正直に言うと今回めちゃくちゃ悩みました。どれも個性的で面白いアイデアにあふれた楽曲揃いだったので、選出のテーマを「夏らしい楽曲」にしました。
そのテーマの中でも、夏の陽気をとことんまで追求しているのが「アホガール」のOP「全力☆summer!」です。
とにかく夏はバカ騒ぎでしょ! と言わんばかりのハイテンションな楽曲ですが、冷静に聴くとアレンジの音楽偏差値が異様に高く、セクション(イントロとかAメロとか楽曲のおおまかな分割)ごとに音楽のジャンルがめまぐるしく変化し、1曲の中に多種多様な世界が「ごった煮状態」になっています。
イントロはマイナー調のロシアンビートなのにAメロでは80年代テクノポップ、急に差し込まれるカンツォーネ……、さしずめ音の世界旅行といった聴覚体験。これほど雑多なジャンルを内包していると楽曲が破綻しかねないですが、それをうまくひとつの世界にまとめあげている要因は「歌唱力、表現力の圧倒的な高さ」にあります。ボーダーレスなコラージュ表現の面白さと、その中に潜むそこはかとない狂気が垣間見えるボーカルがあってこそ、この曲は「バカ騒ぎ」できるのです。
私たちが思い描く「夏の情景」を想起させる王道の夏ソングは、「クリオネの灯り」のOP「クリオネの灯り」です。
仲間と楽しくバカ騒ぎするのも夏の醍醐味ですが、「なぜか切なくなる感じ」も夏特有のもの。
過去を振り返るような歌詞の世界観なので、私たちはどうしても自身の「あの頃の夏」を思い出してしまいます。プール、宿題、縁日、親戚の家、虫取り、夜8時のテレビ、スイカ、ラムネ。断片的にフラッシュバックする記憶のどれもがイノセントでキラキラしていて、急に切なくなる。そんな想いを想起させる力がこの楽曲にはあると思います。
夏は騒いで、切なくなるだけじゃありません。夏と言えばスポーツ!
青春を全力でスポーツに掛ける。仲間とともに流す汗は、泥にまみれていても何よりも美しい。そんな楽曲は「潔癖男子!青山くん」のED「太陽がくれた季節」です。

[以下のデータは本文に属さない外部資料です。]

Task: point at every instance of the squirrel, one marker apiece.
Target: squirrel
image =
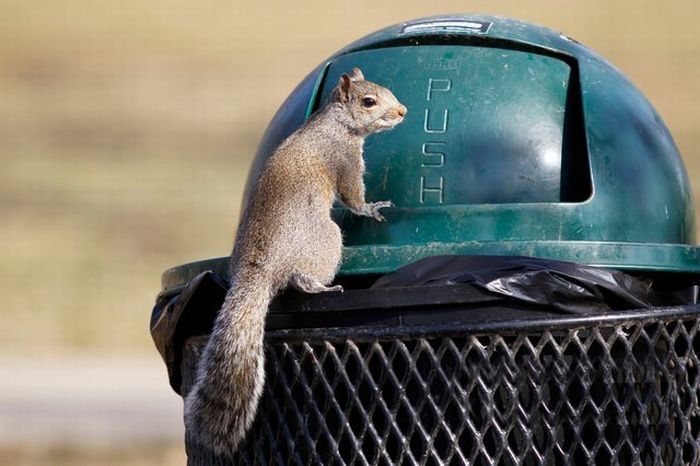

ご存知の方も多くいらっしゃると思いますが、この楽曲はカバーです。元は1972年に放送された落ちこぼれサッカー部と熱血教師を描いたドラマ「飛び出せ!青春」の「青い三角定規」が歌う主題歌であることから、サッカーつながりでの起用と考えられます。その上、エンディングの途中で梶原一騎先生原作の「赤き血のイレブン」を彷彿とさせる作画に変わるのも見どころ。第1話で大笑いしました。これはニクい!
楽曲以外の部分がハイセンス過ぎて面食らいますが、楽曲も「70年代スポ根」を見事に体現しています。アツすぎるホーンセクション、アツすぎるギターのチョーキング、音数が減るブレイクではストリングスが悩める若者の心を表現。汗と涙と友情が渾然一体となったアツすぎる世界観は、昨今の楽曲にはない「ひたむきさ」を感じずにはいられません。
お次は、不思議な中毒性がある「異世界はスマートフォンとともに。」のED「純情エモーショナル」について。
王道のアニメソングの手触りに、要所要所でハッとする地味ながらも強烈なフックが効果的に散りばめられています。特に鍵盤のコードワークやフレージングは、非常に高度なアレンジでありながらも「シンプルにカッコいい」ラインを絶妙に攻めてきます。この躍動感が楽曲の肝となって何度でも聴きたくなる中毒性を生み出しています。